Valentin Bonneton, psychologue
Cofondateur de la Clinique CEOS, il s’intéresse à la façon dont les questions existentielles du sens, de la responsabilité et de l’engagement traversent la pratique psychologique contemporaine.

 

 


La psychologie dans son contexte historique et politique

La pratique psychologique s’inscrit toujours dans des contextes sociaux, culturels et historiques qui influencent notre manière de comprendre le psychisme et de tracer les frontières de ce qui relève ou non d’un trouble mental (Gergen, 2015). Comme le rappelle Horwitz (2002, p. 24), « les standards culturels de normalité font partie intégrante de toute définition valide d’un trouble mental » [traduction libre].

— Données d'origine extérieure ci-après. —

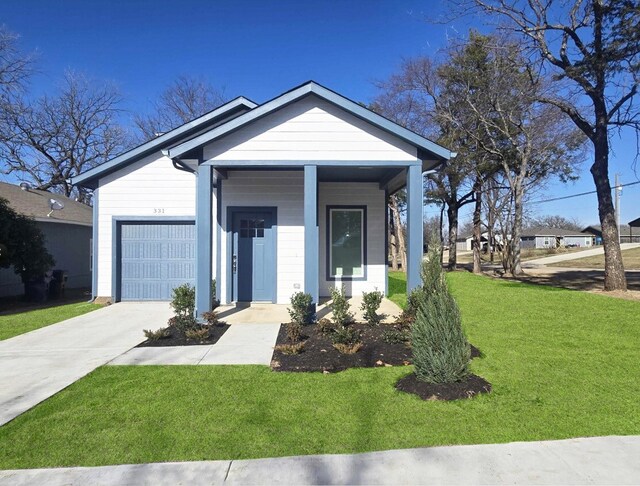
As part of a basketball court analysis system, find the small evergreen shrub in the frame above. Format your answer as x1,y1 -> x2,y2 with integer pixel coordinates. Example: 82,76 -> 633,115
331,327 -> 362,345
274,342 -> 304,354
171,284 -> 196,318
317,319 -> 335,334
285,322 -> 302,343
331,285 -> 353,328
184,327 -> 209,341
142,327 -> 171,341
202,310 -> 220,326
411,239 -> 471,383
287,292 -> 315,325
333,343 -> 362,354
360,290 -> 384,326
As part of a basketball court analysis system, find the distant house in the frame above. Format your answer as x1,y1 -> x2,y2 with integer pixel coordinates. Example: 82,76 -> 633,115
582,225 -> 640,245
0,182 -> 93,297
456,231 -> 489,251
521,227 -> 593,248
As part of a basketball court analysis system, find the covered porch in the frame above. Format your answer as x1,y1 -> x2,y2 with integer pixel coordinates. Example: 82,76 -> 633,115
196,159 -> 433,322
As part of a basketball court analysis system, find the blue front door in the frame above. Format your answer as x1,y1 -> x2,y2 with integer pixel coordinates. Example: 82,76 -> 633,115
231,210 -> 276,302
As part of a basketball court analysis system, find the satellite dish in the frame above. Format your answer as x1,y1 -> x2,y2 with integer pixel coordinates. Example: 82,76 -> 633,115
47,199 -> 64,217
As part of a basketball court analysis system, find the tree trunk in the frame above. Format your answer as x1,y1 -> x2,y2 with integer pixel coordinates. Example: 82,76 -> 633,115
390,196 -> 407,272
447,202 -> 459,270
471,177 -> 482,273
591,126 -> 627,291
509,179 -> 524,277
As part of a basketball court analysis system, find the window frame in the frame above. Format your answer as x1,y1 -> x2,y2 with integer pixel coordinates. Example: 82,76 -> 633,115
325,205 -> 367,282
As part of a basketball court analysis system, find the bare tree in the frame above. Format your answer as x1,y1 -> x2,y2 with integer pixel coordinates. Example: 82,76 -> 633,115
464,0 -> 640,290
440,32 -> 581,275
371,57 -> 473,270
0,72 -> 127,202
0,26 -> 33,99
134,76 -> 227,141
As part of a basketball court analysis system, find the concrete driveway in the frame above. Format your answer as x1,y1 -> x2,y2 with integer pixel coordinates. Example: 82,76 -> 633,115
0,302 -> 172,425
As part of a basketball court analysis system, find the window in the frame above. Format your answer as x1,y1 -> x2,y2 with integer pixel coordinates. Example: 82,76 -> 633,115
328,206 -> 366,279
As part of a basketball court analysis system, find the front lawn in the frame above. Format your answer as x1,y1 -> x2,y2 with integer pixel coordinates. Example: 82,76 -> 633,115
549,248 -> 640,270
0,302 -> 102,341
0,272 -> 640,468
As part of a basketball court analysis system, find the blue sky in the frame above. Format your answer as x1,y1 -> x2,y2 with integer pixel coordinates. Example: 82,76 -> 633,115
0,0 -> 640,224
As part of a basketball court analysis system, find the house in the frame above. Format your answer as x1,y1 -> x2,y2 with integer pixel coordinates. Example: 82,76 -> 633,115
520,227 -> 593,248
582,226 -> 640,245
0,182 -> 93,297
72,81 -> 451,313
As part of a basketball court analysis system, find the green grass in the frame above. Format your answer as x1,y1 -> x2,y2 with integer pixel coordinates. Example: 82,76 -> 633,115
0,302 -> 102,341
0,272 -> 640,468
389,272 -> 407,309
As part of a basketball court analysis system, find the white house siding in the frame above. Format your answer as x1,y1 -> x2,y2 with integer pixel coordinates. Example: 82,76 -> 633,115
97,152 -> 198,297
564,235 -> 591,248
204,97 -> 417,161
318,182 -> 387,297
220,171 -> 304,304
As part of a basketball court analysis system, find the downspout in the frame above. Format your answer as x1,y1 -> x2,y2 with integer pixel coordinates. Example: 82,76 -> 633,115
162,150 -> 196,174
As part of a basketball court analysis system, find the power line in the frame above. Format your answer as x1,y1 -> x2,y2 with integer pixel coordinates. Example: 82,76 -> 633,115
527,181 -> 640,204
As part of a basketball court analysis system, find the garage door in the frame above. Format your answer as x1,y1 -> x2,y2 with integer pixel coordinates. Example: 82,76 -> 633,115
120,222 -> 196,300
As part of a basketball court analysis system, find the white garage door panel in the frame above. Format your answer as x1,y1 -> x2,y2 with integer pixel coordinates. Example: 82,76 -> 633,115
120,223 -> 195,300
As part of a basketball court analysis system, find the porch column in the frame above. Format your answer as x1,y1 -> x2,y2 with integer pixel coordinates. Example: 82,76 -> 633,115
195,165 -> 213,319
304,165 -> 320,304
406,165 -> 423,294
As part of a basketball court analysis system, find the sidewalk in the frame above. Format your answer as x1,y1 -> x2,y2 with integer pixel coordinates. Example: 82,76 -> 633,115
522,243 -> 640,268
0,436 -> 640,486
0,302 -> 171,425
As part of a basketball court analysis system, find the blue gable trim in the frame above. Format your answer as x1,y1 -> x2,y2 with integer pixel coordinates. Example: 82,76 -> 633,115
168,81 -> 451,161
71,96 -> 257,189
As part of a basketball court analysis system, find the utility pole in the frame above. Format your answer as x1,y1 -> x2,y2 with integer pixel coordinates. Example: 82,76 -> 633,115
615,174 -> 622,243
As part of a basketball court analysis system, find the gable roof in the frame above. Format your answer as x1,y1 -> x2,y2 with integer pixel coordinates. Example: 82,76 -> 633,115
164,81 -> 452,162
71,96 -> 257,189
0,182 -> 93,226
522,226 -> 589,237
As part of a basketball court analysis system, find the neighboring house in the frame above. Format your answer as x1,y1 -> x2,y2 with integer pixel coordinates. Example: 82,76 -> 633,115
582,226 -> 640,245
0,182 -> 93,297
521,227 -> 593,248
73,82 -> 451,313
456,231 -> 489,251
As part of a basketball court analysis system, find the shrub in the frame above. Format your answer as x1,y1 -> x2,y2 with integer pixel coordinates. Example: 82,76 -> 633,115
184,327 -> 209,341
411,241 -> 471,383
202,310 -> 220,326
331,327 -> 361,345
285,322 -> 302,343
318,319 -> 335,334
168,316 -> 199,333
274,343 -> 304,354
382,327 -> 411,344
360,290 -> 383,326
287,292 -> 315,324
171,284 -> 196,318
333,343 -> 362,354
142,327 -> 171,341
331,285 -> 353,327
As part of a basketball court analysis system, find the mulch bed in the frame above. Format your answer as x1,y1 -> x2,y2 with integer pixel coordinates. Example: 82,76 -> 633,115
136,324 -> 229,348
396,373 -> 491,400
271,323 -> 480,372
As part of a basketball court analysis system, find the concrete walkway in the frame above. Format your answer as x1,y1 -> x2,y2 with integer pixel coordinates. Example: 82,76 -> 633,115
522,243 -> 640,268
109,324 -> 280,366
0,436 -> 640,486
0,302 -> 171,425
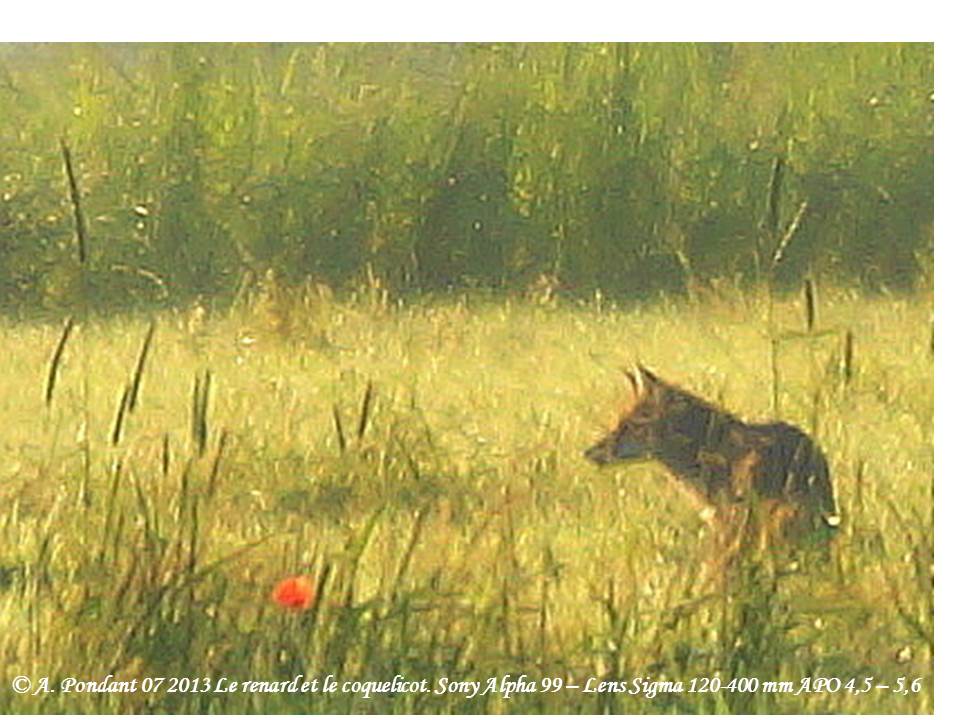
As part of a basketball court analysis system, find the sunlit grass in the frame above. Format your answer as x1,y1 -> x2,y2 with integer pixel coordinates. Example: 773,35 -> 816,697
0,291 -> 933,713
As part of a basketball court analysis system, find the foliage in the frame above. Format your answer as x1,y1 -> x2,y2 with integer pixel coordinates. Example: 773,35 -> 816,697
0,43 -> 933,308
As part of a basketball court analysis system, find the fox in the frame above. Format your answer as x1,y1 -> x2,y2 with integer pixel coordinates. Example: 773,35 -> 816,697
584,364 -> 840,562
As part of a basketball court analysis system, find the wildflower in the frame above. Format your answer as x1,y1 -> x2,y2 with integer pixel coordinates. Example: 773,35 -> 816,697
273,575 -> 314,610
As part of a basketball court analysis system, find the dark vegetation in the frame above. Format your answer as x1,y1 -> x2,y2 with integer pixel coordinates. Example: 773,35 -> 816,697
0,44 -> 933,309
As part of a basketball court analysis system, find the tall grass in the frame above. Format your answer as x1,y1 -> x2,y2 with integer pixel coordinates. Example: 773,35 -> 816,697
0,285 -> 933,713
0,43 -> 933,312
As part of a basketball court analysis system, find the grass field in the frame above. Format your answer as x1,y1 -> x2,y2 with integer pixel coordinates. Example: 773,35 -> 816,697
0,282 -> 933,713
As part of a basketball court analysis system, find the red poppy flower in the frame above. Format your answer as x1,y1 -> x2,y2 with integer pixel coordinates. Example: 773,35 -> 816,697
273,575 -> 314,610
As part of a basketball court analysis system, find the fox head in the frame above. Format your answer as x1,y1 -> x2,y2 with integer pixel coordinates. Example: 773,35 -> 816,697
583,365 -> 674,465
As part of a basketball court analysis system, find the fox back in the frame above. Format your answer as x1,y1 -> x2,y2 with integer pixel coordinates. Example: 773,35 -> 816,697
584,366 -> 839,538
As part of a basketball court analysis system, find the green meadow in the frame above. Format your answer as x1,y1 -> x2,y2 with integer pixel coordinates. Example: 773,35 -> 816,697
0,43 -> 934,713
0,280 -> 933,713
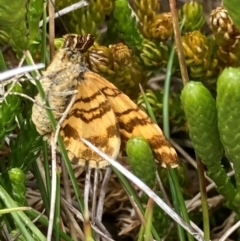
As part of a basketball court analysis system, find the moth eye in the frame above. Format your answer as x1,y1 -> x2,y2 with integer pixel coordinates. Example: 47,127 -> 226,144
69,53 -> 77,61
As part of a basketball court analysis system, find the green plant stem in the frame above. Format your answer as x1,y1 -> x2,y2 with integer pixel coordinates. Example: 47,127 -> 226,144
42,141 -> 51,203
112,167 -> 161,241
0,186 -> 46,241
168,169 -> 186,240
163,43 -> 193,241
32,158 -> 50,214
169,0 -> 189,84
54,168 -> 61,241
26,210 -> 74,241
0,50 -> 7,72
197,157 -> 210,241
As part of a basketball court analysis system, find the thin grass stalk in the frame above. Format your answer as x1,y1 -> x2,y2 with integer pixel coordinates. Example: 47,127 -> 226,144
25,210 -> 74,241
54,168 -> 61,241
32,159 -> 50,215
197,157 -> 210,241
112,166 -> 161,240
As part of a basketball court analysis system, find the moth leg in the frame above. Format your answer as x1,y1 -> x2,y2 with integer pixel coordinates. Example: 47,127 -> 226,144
96,166 -> 112,221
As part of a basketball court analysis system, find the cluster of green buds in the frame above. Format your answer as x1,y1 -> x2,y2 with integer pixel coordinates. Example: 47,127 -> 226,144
133,0 -> 173,41
182,31 -> 218,78
140,39 -> 169,68
85,43 -> 146,97
210,6 -> 240,66
179,1 -> 205,32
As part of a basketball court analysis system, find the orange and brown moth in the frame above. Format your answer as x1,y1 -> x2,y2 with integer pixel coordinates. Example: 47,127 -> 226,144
32,34 -> 178,168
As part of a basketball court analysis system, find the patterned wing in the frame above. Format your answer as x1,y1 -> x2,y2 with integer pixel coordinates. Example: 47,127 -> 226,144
84,71 -> 178,168
60,73 -> 121,168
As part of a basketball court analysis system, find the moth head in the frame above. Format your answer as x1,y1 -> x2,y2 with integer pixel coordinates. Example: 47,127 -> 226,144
62,48 -> 83,64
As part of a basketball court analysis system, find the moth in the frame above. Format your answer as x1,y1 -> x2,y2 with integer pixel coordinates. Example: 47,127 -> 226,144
32,34 -> 178,168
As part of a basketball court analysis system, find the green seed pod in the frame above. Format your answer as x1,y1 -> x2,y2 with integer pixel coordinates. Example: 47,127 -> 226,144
216,67 -> 240,173
181,81 -> 236,203
181,81 -> 223,167
126,137 -> 156,187
181,81 -> 236,203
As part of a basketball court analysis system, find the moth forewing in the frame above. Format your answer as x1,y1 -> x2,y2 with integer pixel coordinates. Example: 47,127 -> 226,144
60,75 -> 121,168
32,48 -> 82,135
84,71 -> 178,168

L’histoire de la psychologie en témoigne : la notion de « maladie mentale » a sans cesse évolué selon les valeurs et les régimes de vérité  propres à chaque époque. Ainsi, l’hystérie a souvent été mobilisée dans des contextes normatifs visant à réguler la conduite des femmes jugées trop émotives ou revendicatrices (Tasca et al., 2012) ; et la « thérapie réparatrice » de l’homosexualité, légitimée jusqu’au retrait de ce diagnostic du DSM en 1973, traduisait une volonté de conformité morale (Drescher, 2015). Quant à la lobotomie, présentée comme une avancée médicale, elle servait souvent à neutraliser les individus jugés déviants. Pratiquée surtout sur des populations défavorisées, elle visait, selon Godin et LeBlanc (2020, p. 6), à « “guérir” toute personne présentant des symptômes contraires aux normes sociales de l’époque ou jugés inacceptables par leur communauté » [traduction libre].

L’histoire invite à une certaine humilité. Les pratiques que nous jugeons pertinentes aujourd’hui pourraient, avec le recul, apparaître comme les témoins des impensés ou les symptômes d’une époque, car chaque diagnostic en dit autant sur le patient que sur la société qui le formule.

Ces exemples (l’hystérie, la thérapie réparatrice et la lobotomie) révèlent la porosité entre savoir psychologique, normes sociales et normes morales. La psychologie ne peut être dissociée des valeurs qu’elle sert : toute pratique clinique engage des choix éthiques et politiques, qu’ils soient conscients ou implicites (Prilleltensky, 2021). La prétention à la neutralité conduit souvent à ignorer la manière dont nos pratiques contribuent à reproduire les normes idéologiques en vigueur, plutôt qu’à les interroger (Parker, 2015). Revendiquer la neutralité ou la scientificité ne permet pas d’échapper à cet engagement éthique et politique : cela revient plutôt à en dissimuler les effets, en donnant l’illusion d’une position extérieure aux rapports de pouvoir qui nous traversent.

La neutralité n’est pas une absence de position, mais une position qui s’ignore ; pensée comme détachée des rapports de pouvoir, elle en devient souvent le relais involontaire.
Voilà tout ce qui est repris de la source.